Like millions around the world, I’m a big Ted Lasso fan - and can’t wait for the new season to appear. My absolute favourite scene, which I will bang on about endlessly to bemused friends at the drop of a hat, is Ted beating the not-nice ex-husband of the team owner (the aptly named Rupert) at darts, in front of his wife (the amazing Hannah Waddington).
Ted totally hustles Rupert, acting the American hick when challenged to a darts match. As the game hangs in the balance, Ted then absolutely nails the last three darts, whilst explaining to Rupert how being judgmental precludes you from curiosity:
Ted: You know, Rupert, guys have underestimated me my entire life. And for years, I never understood why. It used to really bother me. But then one day, I was driving my little boy to school and I saw this quote by Walt Whitman and it was painted on the wall there. It said, “Be curious, not judgmental.” I like that.
Ted: So I get back in my car and I’m driving to work, and all of a sudden it hits me. All them fellas that used to belittle me, not a single one of them were curious. They thought they had everything all figured out. So they judged everything, and they judged everyone. And I realised that they were underestimating me... who I was had nothing to do with it. ‘Cause if they were curious, they would’ve asked questions. You know? Questions like, “Have you played a lot of darts, Ted?”
Ted: To which I would’ve answered, “Yes, sir. Every Sunday afternoon at a sports bar with my father, from age ten till I was 16, when he passed away.” Barbecue sauce.
With ‘barbecue sauce’, Ted hits the bullseye and wins the game.
I’ve been very tempted to add a tattoo to my collection - ‘be curious, not judgmental’, because I’ve firmly adopted that as a core philosophy.
Too many of us are judgmental by default. When confronted with a situation, we judge what’s in front of us without context or research. We don’t consider the possibilities, which often leads us to avoid opportunities, especially when we think it might go poorly. We sidestep the potential for embarrassment, the risk of looking foolish, or the sting of social rejection.
Quite likely the cost of each judgment is small, but when seen in cummulation, it manifests as a life shaped more by what we have protected ourselves from than what we have actually experienced.
I was struck by a story told by mathematician Hannah Fry during an interview on the podcast Table Manners. She spoke about her decision to try stand-up comedy. It was not a career pivot or a quest for a new identity. She did it because she was curious.

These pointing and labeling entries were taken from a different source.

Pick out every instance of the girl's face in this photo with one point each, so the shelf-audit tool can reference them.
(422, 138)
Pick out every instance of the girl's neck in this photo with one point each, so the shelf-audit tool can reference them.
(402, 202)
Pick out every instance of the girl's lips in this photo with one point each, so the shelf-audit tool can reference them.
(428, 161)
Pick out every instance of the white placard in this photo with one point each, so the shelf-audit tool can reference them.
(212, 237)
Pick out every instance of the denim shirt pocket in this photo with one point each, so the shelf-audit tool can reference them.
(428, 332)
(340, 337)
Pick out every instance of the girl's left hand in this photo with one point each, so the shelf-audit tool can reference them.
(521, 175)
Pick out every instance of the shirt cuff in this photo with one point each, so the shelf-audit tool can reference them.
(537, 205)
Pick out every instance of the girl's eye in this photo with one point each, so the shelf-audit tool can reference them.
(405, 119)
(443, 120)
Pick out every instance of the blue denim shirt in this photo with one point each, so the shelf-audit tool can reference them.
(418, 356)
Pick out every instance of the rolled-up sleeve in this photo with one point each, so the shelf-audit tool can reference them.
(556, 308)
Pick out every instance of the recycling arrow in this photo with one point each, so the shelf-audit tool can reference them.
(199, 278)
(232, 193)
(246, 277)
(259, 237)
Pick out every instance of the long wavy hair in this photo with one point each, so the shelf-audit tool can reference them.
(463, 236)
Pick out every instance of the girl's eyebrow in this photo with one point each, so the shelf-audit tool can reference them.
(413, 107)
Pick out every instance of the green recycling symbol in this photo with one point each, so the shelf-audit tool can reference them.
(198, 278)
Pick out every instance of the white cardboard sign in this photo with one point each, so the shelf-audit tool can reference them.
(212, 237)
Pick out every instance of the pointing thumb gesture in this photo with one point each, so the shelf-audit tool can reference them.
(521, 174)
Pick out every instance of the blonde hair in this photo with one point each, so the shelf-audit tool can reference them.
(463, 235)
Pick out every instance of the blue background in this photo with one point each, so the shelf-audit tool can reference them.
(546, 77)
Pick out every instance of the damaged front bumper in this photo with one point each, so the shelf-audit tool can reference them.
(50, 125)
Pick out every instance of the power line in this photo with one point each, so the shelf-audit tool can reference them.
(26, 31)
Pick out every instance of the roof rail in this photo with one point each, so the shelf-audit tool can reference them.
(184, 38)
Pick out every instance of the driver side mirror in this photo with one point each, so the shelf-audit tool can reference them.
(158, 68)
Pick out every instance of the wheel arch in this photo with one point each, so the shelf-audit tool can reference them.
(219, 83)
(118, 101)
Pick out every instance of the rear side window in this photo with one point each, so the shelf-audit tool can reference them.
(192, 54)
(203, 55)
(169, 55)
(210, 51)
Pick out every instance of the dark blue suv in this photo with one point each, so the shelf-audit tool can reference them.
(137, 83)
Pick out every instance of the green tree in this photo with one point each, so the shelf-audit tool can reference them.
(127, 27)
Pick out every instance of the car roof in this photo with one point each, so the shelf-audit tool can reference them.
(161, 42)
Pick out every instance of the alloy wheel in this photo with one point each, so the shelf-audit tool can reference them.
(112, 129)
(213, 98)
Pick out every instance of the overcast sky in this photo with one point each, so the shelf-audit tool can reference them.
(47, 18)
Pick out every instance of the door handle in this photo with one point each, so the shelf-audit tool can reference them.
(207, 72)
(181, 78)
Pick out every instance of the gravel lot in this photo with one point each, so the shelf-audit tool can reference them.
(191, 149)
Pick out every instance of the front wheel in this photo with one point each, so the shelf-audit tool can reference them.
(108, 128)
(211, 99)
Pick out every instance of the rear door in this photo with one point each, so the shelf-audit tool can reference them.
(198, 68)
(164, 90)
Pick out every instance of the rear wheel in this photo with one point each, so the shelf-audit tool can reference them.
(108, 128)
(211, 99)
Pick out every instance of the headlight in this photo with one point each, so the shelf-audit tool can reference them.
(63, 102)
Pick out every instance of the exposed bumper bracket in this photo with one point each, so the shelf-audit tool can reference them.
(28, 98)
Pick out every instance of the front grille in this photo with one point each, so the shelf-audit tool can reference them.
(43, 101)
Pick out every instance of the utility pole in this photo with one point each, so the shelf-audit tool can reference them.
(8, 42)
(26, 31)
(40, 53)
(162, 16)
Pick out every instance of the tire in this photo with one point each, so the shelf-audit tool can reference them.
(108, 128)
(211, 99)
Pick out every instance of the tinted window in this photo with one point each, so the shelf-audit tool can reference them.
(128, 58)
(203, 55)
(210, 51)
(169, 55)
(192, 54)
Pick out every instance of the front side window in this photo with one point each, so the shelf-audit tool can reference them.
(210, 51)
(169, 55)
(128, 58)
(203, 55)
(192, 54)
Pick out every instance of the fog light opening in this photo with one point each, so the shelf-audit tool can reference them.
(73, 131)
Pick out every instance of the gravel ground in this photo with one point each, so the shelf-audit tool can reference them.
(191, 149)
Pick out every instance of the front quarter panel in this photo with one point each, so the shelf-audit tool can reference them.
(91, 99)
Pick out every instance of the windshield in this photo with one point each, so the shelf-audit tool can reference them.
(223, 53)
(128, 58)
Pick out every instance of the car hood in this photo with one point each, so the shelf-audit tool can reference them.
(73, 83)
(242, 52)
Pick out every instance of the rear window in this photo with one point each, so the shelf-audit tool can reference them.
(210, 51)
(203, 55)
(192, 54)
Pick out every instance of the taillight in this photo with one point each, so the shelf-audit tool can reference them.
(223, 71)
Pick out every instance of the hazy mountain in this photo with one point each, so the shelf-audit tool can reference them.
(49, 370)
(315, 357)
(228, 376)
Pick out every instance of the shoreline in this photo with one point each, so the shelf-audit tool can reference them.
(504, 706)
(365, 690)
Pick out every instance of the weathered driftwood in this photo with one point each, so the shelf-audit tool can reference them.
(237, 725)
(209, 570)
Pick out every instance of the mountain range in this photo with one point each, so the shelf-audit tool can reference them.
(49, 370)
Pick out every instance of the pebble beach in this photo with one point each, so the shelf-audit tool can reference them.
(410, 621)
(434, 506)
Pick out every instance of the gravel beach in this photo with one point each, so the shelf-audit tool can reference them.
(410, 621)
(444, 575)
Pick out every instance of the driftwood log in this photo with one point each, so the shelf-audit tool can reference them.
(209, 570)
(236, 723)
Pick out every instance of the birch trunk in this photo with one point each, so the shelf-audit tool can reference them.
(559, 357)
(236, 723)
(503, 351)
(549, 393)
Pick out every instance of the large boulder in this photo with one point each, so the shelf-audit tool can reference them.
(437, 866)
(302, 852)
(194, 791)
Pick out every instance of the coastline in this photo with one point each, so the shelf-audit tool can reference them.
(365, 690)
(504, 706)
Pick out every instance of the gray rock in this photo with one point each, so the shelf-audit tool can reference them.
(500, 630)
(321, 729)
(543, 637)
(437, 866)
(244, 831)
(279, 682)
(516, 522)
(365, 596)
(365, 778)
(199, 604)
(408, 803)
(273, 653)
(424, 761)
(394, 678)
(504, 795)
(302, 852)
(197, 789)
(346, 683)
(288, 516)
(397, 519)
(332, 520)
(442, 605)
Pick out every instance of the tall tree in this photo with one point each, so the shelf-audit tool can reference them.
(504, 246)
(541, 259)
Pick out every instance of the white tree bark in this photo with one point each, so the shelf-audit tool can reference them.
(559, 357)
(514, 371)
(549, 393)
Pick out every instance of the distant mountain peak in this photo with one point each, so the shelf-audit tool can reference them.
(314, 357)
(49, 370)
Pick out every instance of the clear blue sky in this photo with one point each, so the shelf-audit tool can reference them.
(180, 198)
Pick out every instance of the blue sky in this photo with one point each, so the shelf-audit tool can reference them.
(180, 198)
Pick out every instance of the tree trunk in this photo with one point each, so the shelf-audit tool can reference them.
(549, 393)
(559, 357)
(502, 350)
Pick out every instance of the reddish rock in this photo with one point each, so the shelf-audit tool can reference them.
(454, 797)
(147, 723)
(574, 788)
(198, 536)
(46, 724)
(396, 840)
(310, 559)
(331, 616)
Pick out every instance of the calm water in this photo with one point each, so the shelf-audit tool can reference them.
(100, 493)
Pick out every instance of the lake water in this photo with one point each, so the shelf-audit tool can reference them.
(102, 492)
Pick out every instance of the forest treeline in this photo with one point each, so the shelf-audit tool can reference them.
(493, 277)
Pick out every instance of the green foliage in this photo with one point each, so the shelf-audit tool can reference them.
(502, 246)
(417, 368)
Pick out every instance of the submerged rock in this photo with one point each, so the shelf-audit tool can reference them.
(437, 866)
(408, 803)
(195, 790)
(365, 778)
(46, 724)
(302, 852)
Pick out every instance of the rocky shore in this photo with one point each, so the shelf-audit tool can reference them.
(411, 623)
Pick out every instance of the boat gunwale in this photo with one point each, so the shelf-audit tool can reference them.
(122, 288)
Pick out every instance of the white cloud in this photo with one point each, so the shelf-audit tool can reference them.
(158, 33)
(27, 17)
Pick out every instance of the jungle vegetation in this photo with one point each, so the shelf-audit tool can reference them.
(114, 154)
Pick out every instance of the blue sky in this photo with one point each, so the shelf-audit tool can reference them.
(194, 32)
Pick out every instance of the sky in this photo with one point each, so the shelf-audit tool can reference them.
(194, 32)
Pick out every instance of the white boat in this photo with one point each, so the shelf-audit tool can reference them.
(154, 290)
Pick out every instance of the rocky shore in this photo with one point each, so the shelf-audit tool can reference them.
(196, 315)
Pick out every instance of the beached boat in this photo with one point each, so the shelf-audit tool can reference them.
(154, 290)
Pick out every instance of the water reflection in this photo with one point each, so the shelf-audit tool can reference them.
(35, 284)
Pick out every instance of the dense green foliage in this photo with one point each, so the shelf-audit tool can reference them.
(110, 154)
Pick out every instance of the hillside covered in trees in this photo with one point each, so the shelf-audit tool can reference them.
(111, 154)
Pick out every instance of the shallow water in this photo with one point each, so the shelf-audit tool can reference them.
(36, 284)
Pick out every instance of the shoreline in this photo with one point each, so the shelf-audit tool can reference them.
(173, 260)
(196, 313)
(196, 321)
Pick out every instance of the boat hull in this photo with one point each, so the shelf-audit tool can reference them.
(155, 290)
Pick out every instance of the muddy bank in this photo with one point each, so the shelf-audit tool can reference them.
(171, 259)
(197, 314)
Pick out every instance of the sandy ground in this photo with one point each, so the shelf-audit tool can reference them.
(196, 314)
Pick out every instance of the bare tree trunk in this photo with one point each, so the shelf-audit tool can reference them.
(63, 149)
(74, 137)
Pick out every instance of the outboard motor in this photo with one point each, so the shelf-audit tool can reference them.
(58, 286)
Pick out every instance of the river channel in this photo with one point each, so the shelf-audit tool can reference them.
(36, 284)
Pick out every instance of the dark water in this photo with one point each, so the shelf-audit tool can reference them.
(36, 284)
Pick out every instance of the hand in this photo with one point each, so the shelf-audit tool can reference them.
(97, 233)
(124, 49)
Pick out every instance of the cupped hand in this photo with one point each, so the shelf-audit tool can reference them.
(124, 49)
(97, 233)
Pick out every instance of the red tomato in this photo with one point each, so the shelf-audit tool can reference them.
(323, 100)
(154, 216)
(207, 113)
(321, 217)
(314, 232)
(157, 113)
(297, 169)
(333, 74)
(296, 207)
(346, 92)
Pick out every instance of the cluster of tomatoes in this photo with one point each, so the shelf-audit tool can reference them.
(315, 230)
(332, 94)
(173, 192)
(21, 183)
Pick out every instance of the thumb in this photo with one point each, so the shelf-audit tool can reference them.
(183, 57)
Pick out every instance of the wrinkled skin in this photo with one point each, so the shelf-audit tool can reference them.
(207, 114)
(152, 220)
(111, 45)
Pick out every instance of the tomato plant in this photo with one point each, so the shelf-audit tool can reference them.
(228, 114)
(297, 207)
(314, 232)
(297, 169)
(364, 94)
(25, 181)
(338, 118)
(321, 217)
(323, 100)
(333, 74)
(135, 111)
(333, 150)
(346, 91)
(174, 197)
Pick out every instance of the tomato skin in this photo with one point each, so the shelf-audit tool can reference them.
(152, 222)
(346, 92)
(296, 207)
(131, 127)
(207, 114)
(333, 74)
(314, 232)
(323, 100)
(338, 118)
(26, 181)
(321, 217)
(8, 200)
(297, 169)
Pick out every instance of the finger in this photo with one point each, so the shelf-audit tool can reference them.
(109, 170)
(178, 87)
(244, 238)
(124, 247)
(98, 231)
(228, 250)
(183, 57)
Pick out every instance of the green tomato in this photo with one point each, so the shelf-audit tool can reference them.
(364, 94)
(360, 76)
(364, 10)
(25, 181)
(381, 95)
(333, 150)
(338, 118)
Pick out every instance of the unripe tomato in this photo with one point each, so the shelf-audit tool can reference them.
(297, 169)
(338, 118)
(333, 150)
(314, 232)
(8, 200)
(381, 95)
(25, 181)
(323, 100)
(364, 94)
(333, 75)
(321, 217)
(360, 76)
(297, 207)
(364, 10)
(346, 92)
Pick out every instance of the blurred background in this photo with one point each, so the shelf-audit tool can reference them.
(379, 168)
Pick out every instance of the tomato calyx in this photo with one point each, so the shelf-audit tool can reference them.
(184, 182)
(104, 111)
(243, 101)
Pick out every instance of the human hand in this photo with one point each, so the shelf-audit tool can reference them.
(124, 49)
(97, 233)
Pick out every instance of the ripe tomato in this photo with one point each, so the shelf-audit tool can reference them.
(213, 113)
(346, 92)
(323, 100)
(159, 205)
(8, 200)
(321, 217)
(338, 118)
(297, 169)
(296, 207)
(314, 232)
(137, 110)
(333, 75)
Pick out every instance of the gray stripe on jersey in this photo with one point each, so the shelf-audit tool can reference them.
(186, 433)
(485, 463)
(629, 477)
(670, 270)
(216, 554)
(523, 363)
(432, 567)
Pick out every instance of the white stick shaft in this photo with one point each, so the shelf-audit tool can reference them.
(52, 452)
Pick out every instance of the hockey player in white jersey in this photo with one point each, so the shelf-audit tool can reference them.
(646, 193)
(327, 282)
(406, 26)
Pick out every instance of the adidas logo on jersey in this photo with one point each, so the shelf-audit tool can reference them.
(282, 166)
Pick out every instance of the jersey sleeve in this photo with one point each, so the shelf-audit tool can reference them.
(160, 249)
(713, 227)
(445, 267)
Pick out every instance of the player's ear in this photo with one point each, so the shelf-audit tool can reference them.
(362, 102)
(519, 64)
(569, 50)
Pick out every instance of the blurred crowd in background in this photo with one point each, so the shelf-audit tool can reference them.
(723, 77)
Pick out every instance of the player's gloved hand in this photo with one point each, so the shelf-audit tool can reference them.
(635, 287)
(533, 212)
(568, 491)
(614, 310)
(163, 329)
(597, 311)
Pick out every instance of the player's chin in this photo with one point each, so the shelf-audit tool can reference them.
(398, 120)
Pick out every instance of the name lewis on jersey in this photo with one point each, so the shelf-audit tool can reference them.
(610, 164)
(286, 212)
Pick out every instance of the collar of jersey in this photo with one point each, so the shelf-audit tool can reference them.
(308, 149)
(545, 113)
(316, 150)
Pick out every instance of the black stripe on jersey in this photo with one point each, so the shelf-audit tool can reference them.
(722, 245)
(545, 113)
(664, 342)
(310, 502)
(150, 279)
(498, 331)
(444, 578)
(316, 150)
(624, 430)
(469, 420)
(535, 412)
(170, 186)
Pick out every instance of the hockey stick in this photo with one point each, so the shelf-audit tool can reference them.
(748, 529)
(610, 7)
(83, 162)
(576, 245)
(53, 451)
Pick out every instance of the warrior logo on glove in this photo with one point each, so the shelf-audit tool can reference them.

She captured the sentiment perfectly: “It might be awful. But I want to know.“
There is a profound freedom in that perspective. Most of our hesitation stems from a rigid sense of identity. We tell ourselves, “I am not the kind of person who fails” or “I am someone who is always prepared.” When we attach our self-worth to the outcome, the stakes become too high to move. We require certainty before we take a step, and because certainty is rare, we stay exactly where we are. Our snap judgments are the wall blocking us from trying something new.
If we dig down, the judgment we make is rarely about the opportunity itself; often, it’s the fear of losing control, of being out of our depth.
For the curious, if you try and failure occurs, you have gained data. You have a memory, a story, and a clearer understanding of your boundaries. Failure is a temporary state, and it will pass.
However, if you do not try, you are left with the silence of not knowing - another small judgmental decision compounded onto an ever-growing mountain of assumptions and regrets.
I choose to be curious, it’s not bravado - far from it! It’s not about being fearless. I’m as fearful as anyone. It is about deciding that the answer to the question “What would happen?” is more valuable than the comfort of remaining unchanged.
None of this is about grand gestures; it’s the small things. Speaking up when maybe you might have been silent. Trying a new skill. Booking tickets to an event that might seem confronting (somatic dance, anyone?). It all boils down to ‘suck it and see’.
Being a Good Human is not always about getting it right the first time. Far from it. A good life is not built on a foundation of succeeding at first try, but if you don’t try, don’t show up, don’t show willingness to be curious about tackling something new, you can never expect to grow as a human.
We should not expect that we need absolute certainty to live well. We just need enough curiosity to take the step.